In many of the examples described herein, the seating system was described as being a forward-facing child car seat positioned on a seat in of any type of vehicle including cars, trains, boats, aircraft, trucks, or tractors (to name a few). Referring now to FIGS. 11-14, other examples of the usage of the child seating system are described. It will be appreciated that the approaches described herein are examples only and other examples are possible. Also, it will be understood that the bases as between different systems can be identical or substantially identical to allow the seat to be moved between and be interchangeably used with different systems. In one example, the seat can be moved between a base in the vehicle, a stroller, and a piece of furniture.

Referring now to FIG. 11, a seating system 1100 includes a formed seat 1102 and a base 1104. In this example, the base 1104 is integral with a vehicle seat 1106 situated in any type of vehicle. In this example, the seating system has the same elements as those described above to allow for the rotation of the formed seat 1102 and these will not be further discussed here.

Referring now to FIG. 12, a seating system 1200 includes a formed seat 1202 that is an infant seat and a base 1204 that holds and provides for rotation of the infant seat 1202. The base 1204 is coupled to a vehicle seat 1206 with a latch connector 1208. For example, the latch connector 1208 may include a loop or other arrangement and a user threads the safety belt of the vehicle through the loop thereby securing the base 1204 to the vehicle seat 1206. In this example, the seating system has the same elements as those described above to allow for the rotation of the formed seat 1202 and these will not be further discussed here.

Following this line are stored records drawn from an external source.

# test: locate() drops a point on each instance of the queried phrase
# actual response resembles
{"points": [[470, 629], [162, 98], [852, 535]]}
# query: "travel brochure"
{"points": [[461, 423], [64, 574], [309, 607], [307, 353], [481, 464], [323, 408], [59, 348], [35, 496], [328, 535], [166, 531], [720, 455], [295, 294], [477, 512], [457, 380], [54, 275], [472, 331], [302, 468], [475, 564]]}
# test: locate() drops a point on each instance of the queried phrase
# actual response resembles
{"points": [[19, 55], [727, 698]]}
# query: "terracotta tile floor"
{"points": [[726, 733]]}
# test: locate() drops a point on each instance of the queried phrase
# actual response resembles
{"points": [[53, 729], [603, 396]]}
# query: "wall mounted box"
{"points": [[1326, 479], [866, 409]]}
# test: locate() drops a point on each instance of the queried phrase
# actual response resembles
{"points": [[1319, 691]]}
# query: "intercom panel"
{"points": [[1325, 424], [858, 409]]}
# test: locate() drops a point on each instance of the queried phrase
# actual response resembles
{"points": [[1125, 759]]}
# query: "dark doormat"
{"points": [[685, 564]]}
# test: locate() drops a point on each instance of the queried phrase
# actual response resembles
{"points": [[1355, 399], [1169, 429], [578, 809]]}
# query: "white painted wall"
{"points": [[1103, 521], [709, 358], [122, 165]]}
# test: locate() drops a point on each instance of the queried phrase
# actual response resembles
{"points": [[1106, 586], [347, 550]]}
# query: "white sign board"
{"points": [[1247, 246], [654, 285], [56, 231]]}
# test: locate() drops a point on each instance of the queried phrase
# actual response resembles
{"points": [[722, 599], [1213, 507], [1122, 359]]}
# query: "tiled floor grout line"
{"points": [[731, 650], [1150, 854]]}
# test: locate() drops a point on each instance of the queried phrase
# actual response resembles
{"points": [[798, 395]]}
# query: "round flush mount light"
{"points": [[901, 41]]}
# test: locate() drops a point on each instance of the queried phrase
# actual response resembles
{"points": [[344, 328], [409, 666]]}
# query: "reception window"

Referring now to FIG. 13, a seating system 1300 includes a formed seat 1302 and a base 1304 that is incorporated into a stroller 1306. The stroller 1306 may be any type of stroller for holding and transporting infants and/or older children. In one example, the base 1304 is incorporated into (e.g., formed as part of and with) the stroller.

In another example, the base 1304 is a separate piece that attaches to the stroller 1306 through any appropriate attachment mechanism such as screws, bolts nails, or clips. Other examples of attachment mechanisms are possible. In this example, the seating system has the same elements as those described above to allow for the rotation of the formed seat 1302 and these will not be further discussed here.

Referring now to FIG. 14, a seating system 1400 includes a formed seat 1402 and a base 1404 that is incorporated into furniture 1406. The furniture 1406 may be any type of furniture (e.g., a high chair, other type of chair or sofa) that is configured to allow placement or attachment of the base 1404. In this regard, the base 1404 may be incorporated into (e.g., formed as part of and with) the furniture or may be a separate element that is attached to the furniture through any appropriate attachment mechanism such as screw, bolts, or clips. Other examples of attachment mechanisms are possible. In this example, the seating system has the same elements as those described above to allow for the rotation of the formed seat 1402 and these will not be further discussed here. The furniture 1406 may be stationary or movable.

Thus, approaches are provided that allow a child seat to be easily and quickly rotated so that a child can be quickly and easily placed and secured in the seat. The system is easy to use and, in some examples, provides enhanced protection for the occupant of the seat. The system is also flexible to use. In this regard, the seat can be interchangeably used within different systems (e.g., child seats in vehicles, strollers, furniture).

Those skilled in the art will recognize that a wide variety of modifications, alterations, and combinations can be made with respect to the above described embodiments without departing from the spirit and scope of the invention, and that such modifications, alterations, and combinations are to be viewed as being within the scope of the invention.